Concerts include appearances with the New York Philharmonic under Riccardo Muti, the Chicago Symphony Orchestra and the Orchestre philharmonique de Radio France under Myung-Whun Chung, the North German Radio (NDR) Symphony Orchestra under Christoph von Dohnányi on tour in Germany and in Budapest, Vienna and New York (Carnegie Hall), and the Israel Philharmonic under Yuri Temirkanov in Israel. Engagements with three great London orchestras – the Philharmonic (Vladimir Jurowski), the London Symphony Orchestra (Valery Gergiev) and the Philharmonia (Vladimir Ashkenazy) – in the UK, with the Con­certgebouw Orchestra and Daniele Gatti in Amsterdam, London and Birmingham, and the St. Petersburg Philharmonic under Yuri Temirkanov in Paris. Appearances with the Vilnius Festival Orchestra at the Vilnius, Rheingau and Menuhin (Gstaad) Festivals. Recitals with pianist Nikolai Lugansky throughout Europe (including London, Brussels, Moscow and Madrid), and with pianist Itamar Golan in Italy and Argentina. For his debut solo recording on the Yellow Label (release in autumn), Vadim Repin performs Beethoven’s Violin Concerto with the Wiener Philhar­moniker conducted by Riccardo Muti, and the “Kreutzer” Sonata together with pianist Martha Argerich.

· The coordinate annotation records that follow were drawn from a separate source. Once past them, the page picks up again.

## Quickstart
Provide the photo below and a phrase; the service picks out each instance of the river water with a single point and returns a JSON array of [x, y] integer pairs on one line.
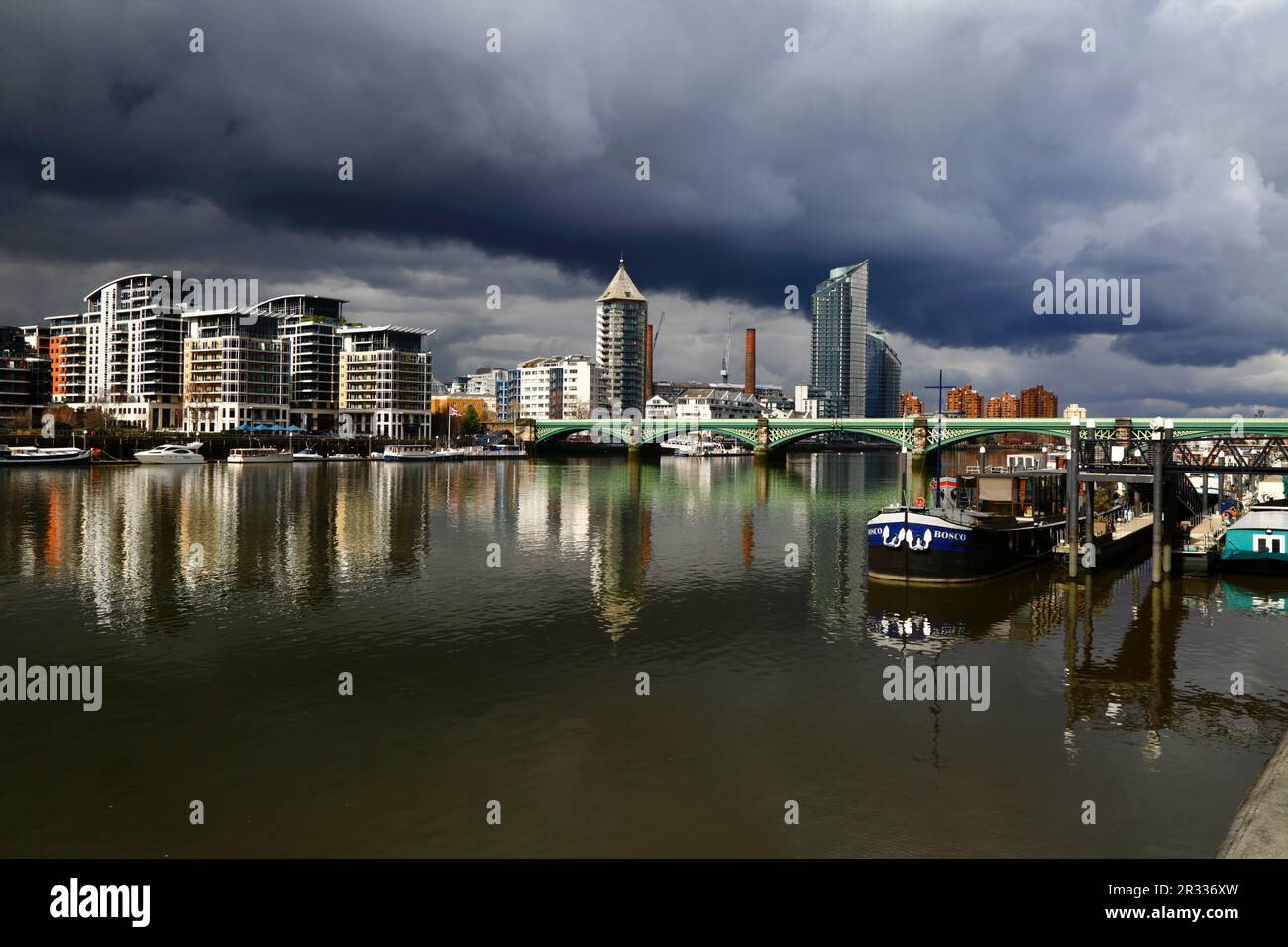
[[496, 617]]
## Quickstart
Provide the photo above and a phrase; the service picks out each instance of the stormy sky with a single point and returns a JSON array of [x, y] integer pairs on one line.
[[767, 169]]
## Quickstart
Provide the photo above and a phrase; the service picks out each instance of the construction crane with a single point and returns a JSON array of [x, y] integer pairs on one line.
[[724, 363]]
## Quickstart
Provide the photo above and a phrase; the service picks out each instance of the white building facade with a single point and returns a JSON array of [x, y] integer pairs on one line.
[[559, 386]]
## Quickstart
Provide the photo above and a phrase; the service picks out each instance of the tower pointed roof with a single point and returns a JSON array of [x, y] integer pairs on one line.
[[621, 286]]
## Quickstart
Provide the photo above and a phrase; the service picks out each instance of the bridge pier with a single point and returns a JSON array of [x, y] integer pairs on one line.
[[1157, 549], [1070, 499]]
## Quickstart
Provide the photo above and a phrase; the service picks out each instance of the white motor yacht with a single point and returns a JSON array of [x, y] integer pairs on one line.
[[171, 454]]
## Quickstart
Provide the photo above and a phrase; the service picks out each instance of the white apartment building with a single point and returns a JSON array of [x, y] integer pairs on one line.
[[385, 381], [559, 386], [658, 408], [621, 316], [233, 373], [483, 382], [123, 355], [712, 403], [309, 328]]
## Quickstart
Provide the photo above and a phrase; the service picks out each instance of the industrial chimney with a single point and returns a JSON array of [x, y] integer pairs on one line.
[[648, 363]]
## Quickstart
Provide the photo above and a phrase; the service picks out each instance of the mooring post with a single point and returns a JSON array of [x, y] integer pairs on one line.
[[1157, 552], [1070, 484]]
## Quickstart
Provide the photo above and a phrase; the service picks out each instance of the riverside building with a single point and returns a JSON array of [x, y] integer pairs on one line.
[[121, 355], [309, 329], [559, 386], [838, 342], [884, 376], [233, 372], [621, 316], [385, 380]]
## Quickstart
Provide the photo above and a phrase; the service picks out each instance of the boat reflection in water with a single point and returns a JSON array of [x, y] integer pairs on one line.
[[1256, 594]]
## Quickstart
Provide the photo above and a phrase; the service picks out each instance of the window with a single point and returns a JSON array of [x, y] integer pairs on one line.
[[1269, 544]]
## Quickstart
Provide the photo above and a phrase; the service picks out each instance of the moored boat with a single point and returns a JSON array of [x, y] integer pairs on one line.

Concerts throughout Europe, including with the Rotterdam Philharmonic Orchestra under Yan Pascal Tortelier, the West German Radio Symphony Orchestra (WDR) and Semyon Bychkov, the Bavarian Radio Symphony Orchestra under Kirill Petrenko, the Orchestre de Paris with Neeme Järvi, the London Symphony Orchestra under Valery Gergiev and the Philharmonia under Esa-Pekka Salonen; appearances in the USA with the Boston Symphony Orchestra, the Los Angeles Philharmonic, the Chicago and Detroit Symphony orchestras, and the Philadelphia Orchestra. He goes on extended recital tours in the USA and Europe with Nikolai Lugansky and Itamar Golan, including a concert at the Salzburg Festival; further festival appearances include the Rheingau and Schleswig-Holstein festivals.

The year begins with concerts accompanied by the Munich Philharmonic under Christian Thielemann, followed by a tour of Israel with the Israel Philharmonic Orchestra under Zubin Mehta performing Tchaikovsky’s Violin Concerto. Performances of the Bruch and Tchaikovsky Violin Concertos on tour in Australia with the London Philharmonic Orchestra. Beethoven’s Violin Concerto with the Orchestra dell’Accademia Nazionale di Santa Cecilia in Rome and the Orquesta Sinfónica de Barcelona y Nacional de Cataluña in Barcelona. Concerts with the London Symphony Orchestra in the USA, Germany and France performing Prokofiev’s Violin Concertos nos. 1 and 2. Festival appearances include Tanglewood, Lanaudière and Menton, and Verbier with Lang Lang and Mischa Maisky. His recording of Brahms’s Violin and Double Concertos is released at the beginning of the year and supported by an extensive tour of Europe, Japan and the USA during which he performs these works with various orchestras.